AP's obit is here.
Gary had been in bad health for some years, and so this is no surprise; it's a shame, though. He was only 69.
He was always quite nice to me, and I imagine we'll see any number of panegyrics over the next few days. The truth, however, is that Gary's contribution to the field was a mix. He was co-creator of Dungeons & Dragons of course, a landmark game -- but later sought to deny credit (and royalties) to Dave Arneson, his co-designer. In common with many others who become rich over night, he acted, for a time, with an astonishing degree of arrogance; in the 80s, in the pages of Dragon, he seemed to indicate that anyone who chose to play D&D in any fashion other than he, himself, intended, was somehow morally bankrupt (an opinion he later recanted).
He was, of course, later screwed out of his own company, and (also in common with many people who become rich and famous overnight, and then suffer a fall), the experience was chastening.

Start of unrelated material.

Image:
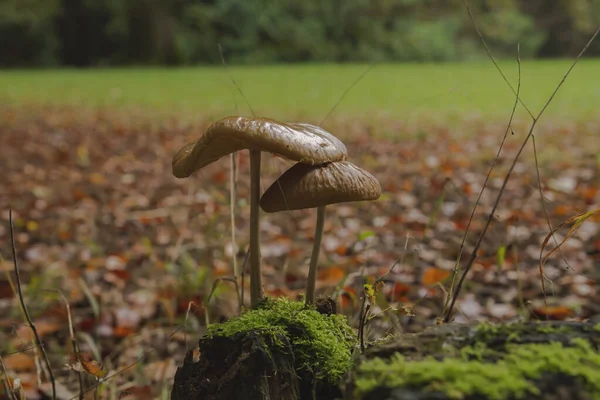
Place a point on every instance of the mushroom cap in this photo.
(308, 186)
(305, 143)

In his later years, he became, in many ways, a far nicer human being.
There is this to be said, though: Throughout his life, from the early days when as a hobby he started a little game convention in his home town of Lake Geneva, and published little miniatures rules sets on the side, to the height of his success at TSR, to the very end of his life, he genuinely loved games. He played them enthusiastically, admired good games from others, and continued designing for his own enjoyment. God knows the industry is filled with people who are driven by ego or personal gain; Gary had his share of both, but at heart, and in a fundamental way, he was as much a game geek as any of us. I'll miss him.